Wednesday, April 22, 2015

Hillary Clinton: The Woman with the Plan—to have a Plan



Attempting to preempt restless progressives unsatisfied with her Democrat coronation, Hillary Clinton’s consultants went to the drawing board. Bemoaning political money and calling for campaign finance reform was one easy fix they discovered to mollify all those potential progressive check writers and precinct walkers.

Thus on Clinton’s first official campaign day in Iowa she sent (some) progressive hearts aflutter: “We need to fix our dysfunctional political system and get unaccounted money out of it, once and for all, even if that takes a constitutional amendment.”  Ms. Clinton has yet to flush out the details of how her proposed 28th Amendment will cleanse our politics of the evil greenback. But rest assured its coming, as she declared to the Washington Post, “We do have a plan. We have a plan for my plan.” Whatever the plan is, it hasn’t yet made talking-point status on her website.  

Nevertheless the putative plan raises several issues and even more questions once it arrives from People for the American Way or whatever reformer shop likely tasked with creating it.  For instance, “unaccountable” money would presumably not include the bucket loads her Foundation received from foreign governments while she was Secretary of State. Nor would it count against the $2.5 billion she is planning on raising, or the $300 million others will pour into friendly Super PACs. It probably doesn’t include the millions that dark-money consortium Democracy Alliance will provide to Clinton-votarist David Brock’s buffet of ‘watchdog’ and ‘accountability’ organizations that will defend her and provide opposition research. And it most likely won’t include reversing the ten-fold political party cap increases her general counsel negotiated in ‘Crominbus’ late last year.

What the amendment would do, however, would make it harder for Ms. Clinton’s opponents to challenge her. As with so much of government processes, excessive rules and limits on political speech favor those with the means to get around them: the powerful, the incumbent, the connected. Those whose burrito-shop stops can produce fawning coverage about how she ordered “flawlessly” can afford to bury opponents in speech-regulation goulash. As National Review’s Charles Cooke states:

[T]hat Hillary Clinton is among the people advancing [a constitutional amendment] is nothing short of extraordinary. Clinton is one of the most powerful people in the world. As we have seen this very week, she is able to get her message out wherever and whenever she wishes — often at no cost . . . That she would seek to undermine the capacity of less powerful Americans to band together and respond to her dominance . . . should tell us a great deal about the woman. Perhaps she will lobby for the return of seditious libel, too?

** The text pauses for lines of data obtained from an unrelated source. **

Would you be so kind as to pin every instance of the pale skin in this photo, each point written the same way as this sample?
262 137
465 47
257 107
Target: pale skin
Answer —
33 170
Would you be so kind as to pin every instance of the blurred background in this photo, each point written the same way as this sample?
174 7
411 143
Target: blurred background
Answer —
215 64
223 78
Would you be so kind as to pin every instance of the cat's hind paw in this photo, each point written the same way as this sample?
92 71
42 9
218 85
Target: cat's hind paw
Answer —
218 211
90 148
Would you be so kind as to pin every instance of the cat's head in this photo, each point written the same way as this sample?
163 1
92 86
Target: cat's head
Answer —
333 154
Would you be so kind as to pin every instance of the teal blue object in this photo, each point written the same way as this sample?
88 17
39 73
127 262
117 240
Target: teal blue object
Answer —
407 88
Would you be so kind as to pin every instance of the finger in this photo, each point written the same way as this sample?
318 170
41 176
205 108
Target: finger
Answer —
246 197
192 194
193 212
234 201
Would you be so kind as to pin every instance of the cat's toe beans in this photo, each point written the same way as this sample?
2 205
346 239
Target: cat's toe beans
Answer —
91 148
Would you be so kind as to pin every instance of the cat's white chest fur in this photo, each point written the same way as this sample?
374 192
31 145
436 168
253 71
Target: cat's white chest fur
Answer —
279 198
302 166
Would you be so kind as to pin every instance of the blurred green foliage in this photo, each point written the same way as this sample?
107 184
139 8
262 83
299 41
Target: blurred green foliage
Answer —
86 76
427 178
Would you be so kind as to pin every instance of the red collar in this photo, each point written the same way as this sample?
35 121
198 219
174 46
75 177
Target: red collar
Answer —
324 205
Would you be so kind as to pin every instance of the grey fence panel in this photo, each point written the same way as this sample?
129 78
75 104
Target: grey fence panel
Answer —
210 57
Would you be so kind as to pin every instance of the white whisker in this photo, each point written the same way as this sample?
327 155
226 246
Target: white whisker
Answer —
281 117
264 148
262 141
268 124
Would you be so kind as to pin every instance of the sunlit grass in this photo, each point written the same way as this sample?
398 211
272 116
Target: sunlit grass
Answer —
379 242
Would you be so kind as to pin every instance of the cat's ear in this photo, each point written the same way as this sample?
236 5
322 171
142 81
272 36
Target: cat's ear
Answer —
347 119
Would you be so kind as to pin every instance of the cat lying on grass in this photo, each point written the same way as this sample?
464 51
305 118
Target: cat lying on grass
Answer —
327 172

In that spirit, here are some basic questions Ms. Clinton should answer about her yet-determined constitutional proposal:

  • Does the $2.5 billion she’s raising help get her message out? If so why should future candidates be hindered with caps?
  • Was Buckley wrong in holding “expenditure ceilings impose . . . severe restrictions on protected freedoms of political expression and association”?
  • Should she be elected, will the $2.5 billion she’s raising stain her administration from the outset? Did campaign money corrupt her husband’s administration?
  • Does the First Amendment enable the government to dictate how much a person can speak about politics?

Although generally well received in the reformer community, not everyone is onboard. Noted election-law professor Rick Hasen called an amendment “counterproductive and will only make things worse.” In his typically spastic fashion, Harvard professor Larry Lessig previously supported an amendment but is now against it. For once the professors are right; Ms. Clinton should find some other issues to pander to the angst-ridden progressive Left.